Problem 13
In this problem, we study the Breast Cancer dataset. This is a binary classification task, and all features are numeric.
You can access the training dataset by running the following code:
import numpy as np
import pandas as pd
import matplotlib.pyplot as plt
url = "https://huggingface.co/datasets/usaaio-official/breast_cancer_train/raw/main/breast_cancer_train.csv"
df = pd.read_csv(url)
In this training dataset, X contains 30 input features, and y contains the binary
target labels.
We also have a hidden test dataset that you cannot access during the compe-
tition.
You must submit a single Jupyter notebook (.ipynb) containing your complete
solution, including (but not limited to):
- Data preprocessing (if needed)
- Model construction
- Model training
- Inference logic
Inference requirements
For inference, you must define a function with the following signature:
def my_prediction(X_test):
###INSERT YOUR CODE HERE###
return y_pred
In this function:
- X_test is a pandas DataFrame containing all input features from the hidden
test set. - y_pred must be a pandas Series containing your predicted labels.

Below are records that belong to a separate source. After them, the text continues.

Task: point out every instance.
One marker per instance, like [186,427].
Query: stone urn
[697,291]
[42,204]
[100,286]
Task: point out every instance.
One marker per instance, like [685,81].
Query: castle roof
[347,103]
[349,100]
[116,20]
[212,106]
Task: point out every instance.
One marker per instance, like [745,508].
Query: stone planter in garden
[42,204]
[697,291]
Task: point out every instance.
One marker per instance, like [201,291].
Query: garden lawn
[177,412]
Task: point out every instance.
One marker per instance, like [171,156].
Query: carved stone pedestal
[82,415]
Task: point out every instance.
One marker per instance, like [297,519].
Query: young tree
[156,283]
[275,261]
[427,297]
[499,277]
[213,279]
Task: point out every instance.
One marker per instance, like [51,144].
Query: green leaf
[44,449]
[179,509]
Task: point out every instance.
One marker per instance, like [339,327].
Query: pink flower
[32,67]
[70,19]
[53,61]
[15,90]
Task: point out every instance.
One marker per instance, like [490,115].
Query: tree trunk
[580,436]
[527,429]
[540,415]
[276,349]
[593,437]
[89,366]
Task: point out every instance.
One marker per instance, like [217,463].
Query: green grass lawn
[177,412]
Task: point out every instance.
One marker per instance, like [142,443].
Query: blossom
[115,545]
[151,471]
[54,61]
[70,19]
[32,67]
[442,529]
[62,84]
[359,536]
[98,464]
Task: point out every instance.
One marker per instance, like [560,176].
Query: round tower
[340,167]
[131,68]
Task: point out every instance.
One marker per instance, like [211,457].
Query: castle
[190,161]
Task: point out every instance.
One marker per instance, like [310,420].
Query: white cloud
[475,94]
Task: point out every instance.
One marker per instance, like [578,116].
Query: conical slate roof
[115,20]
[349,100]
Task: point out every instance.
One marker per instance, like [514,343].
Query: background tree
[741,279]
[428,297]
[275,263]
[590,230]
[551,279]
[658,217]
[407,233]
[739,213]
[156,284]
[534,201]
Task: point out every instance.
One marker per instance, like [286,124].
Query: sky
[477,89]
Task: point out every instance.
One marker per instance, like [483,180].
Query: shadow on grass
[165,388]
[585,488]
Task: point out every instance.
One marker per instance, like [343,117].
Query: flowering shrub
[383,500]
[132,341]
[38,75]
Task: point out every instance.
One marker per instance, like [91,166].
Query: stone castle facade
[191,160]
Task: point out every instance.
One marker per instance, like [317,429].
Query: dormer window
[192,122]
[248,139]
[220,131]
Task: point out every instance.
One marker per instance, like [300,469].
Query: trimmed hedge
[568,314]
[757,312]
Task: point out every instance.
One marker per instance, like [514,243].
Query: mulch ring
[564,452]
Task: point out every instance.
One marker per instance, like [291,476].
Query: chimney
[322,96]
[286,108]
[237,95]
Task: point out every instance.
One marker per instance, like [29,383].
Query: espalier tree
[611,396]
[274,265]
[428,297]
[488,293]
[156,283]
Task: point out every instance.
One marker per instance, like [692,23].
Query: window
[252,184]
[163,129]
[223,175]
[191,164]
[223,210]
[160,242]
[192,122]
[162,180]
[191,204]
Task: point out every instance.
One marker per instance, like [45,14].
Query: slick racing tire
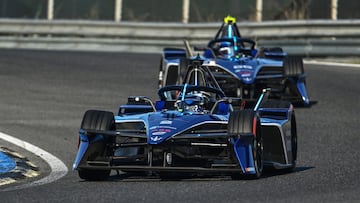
[96,120]
[288,105]
[293,66]
[244,122]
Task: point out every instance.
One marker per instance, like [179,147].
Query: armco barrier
[307,38]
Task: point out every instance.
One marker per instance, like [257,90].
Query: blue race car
[193,129]
[240,69]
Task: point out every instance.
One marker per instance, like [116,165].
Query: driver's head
[191,102]
[226,50]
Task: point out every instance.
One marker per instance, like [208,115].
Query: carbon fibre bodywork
[166,137]
[239,67]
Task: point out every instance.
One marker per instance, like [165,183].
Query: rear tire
[96,120]
[242,122]
[293,66]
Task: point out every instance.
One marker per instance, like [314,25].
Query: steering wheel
[240,45]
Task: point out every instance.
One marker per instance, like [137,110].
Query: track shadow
[301,105]
[269,172]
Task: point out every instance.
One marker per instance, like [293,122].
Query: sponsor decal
[242,67]
[166,122]
[158,133]
[249,169]
[156,138]
[162,127]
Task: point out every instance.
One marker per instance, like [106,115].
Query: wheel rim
[258,152]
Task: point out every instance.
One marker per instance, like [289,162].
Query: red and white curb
[58,168]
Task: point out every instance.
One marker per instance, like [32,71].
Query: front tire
[245,122]
[96,120]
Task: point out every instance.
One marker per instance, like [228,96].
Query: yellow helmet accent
[229,19]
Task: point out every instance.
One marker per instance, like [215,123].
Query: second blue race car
[240,69]
[192,128]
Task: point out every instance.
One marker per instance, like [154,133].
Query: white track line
[58,168]
[331,63]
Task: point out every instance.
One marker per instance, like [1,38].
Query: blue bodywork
[176,137]
[241,69]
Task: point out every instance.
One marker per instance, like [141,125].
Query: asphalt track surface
[44,95]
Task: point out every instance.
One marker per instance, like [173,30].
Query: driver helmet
[191,102]
[226,50]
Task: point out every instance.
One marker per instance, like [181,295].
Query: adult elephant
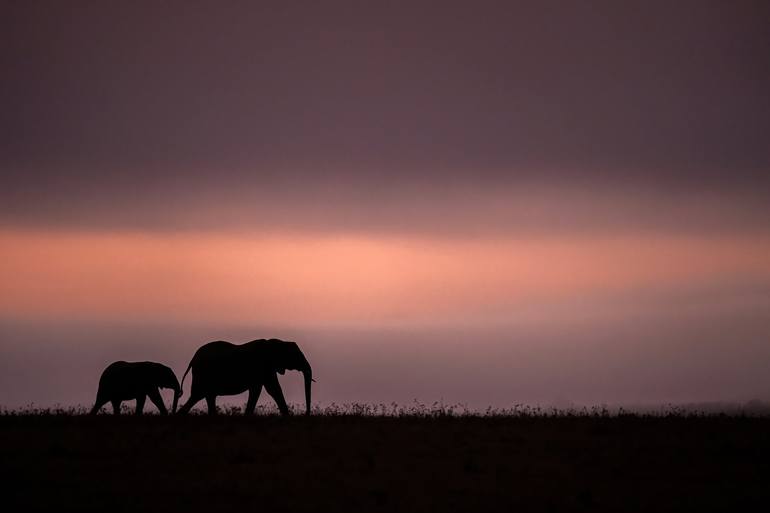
[222,368]
[124,381]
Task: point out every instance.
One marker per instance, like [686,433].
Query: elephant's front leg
[140,404]
[211,402]
[253,398]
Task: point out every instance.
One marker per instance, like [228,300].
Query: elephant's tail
[181,384]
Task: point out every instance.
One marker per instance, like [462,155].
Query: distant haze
[488,203]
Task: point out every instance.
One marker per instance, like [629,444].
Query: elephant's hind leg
[253,398]
[140,404]
[100,401]
[273,388]
[157,400]
[192,401]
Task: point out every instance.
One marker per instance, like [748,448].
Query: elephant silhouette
[124,381]
[223,368]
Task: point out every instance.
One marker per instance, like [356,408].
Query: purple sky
[488,202]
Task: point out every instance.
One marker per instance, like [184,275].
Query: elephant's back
[116,372]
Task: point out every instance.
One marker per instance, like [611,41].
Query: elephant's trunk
[307,372]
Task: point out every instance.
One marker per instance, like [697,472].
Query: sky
[486,203]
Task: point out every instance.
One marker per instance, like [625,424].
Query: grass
[385,458]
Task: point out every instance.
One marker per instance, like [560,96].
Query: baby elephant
[123,381]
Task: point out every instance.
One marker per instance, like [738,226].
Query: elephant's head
[288,356]
[165,378]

After the competition, we will execute all code in your submitted notebook from top to bottom. During evaluation, we will load the hidden test features as X_test and call your function: my_prediction(X_test) Your predictions y_pred will be evaluated using the macro-averaged F1 score (F1-macro).
Model constraints
In your solution, you must use k-Nearest Neighbors (kNN) as part of your classification approach. However, this does not imply that you must directly apply kNN to the raw
training and test data. You may apply any data preprocessing, feature engineering,
or pipeline you find appropriate. You may use any module from scikit-learn. Do not use deep neural network to solve this problem.
Notebook requirements
In your submitted notebook, please ensure the following:
- Your code includes sufficient comments to make it readable.
- At the end of the notebook, include a text cell summarizing:
• Your overall approach.
• The intuition behind your design choices.
• Any alternative approaches or models you considered but did not pursue.
Your report does not need to be long, but it should be clear, concise, and well-
reasoned.
Grading criteria:
Your submission will be evaluated based on:
- Whether the entire notebook runs successfully from start to finish.
- Performance on the hidden test dataset.
- The quality of your reasoning and problem-solving approach.
We do not evaluate code style or quality.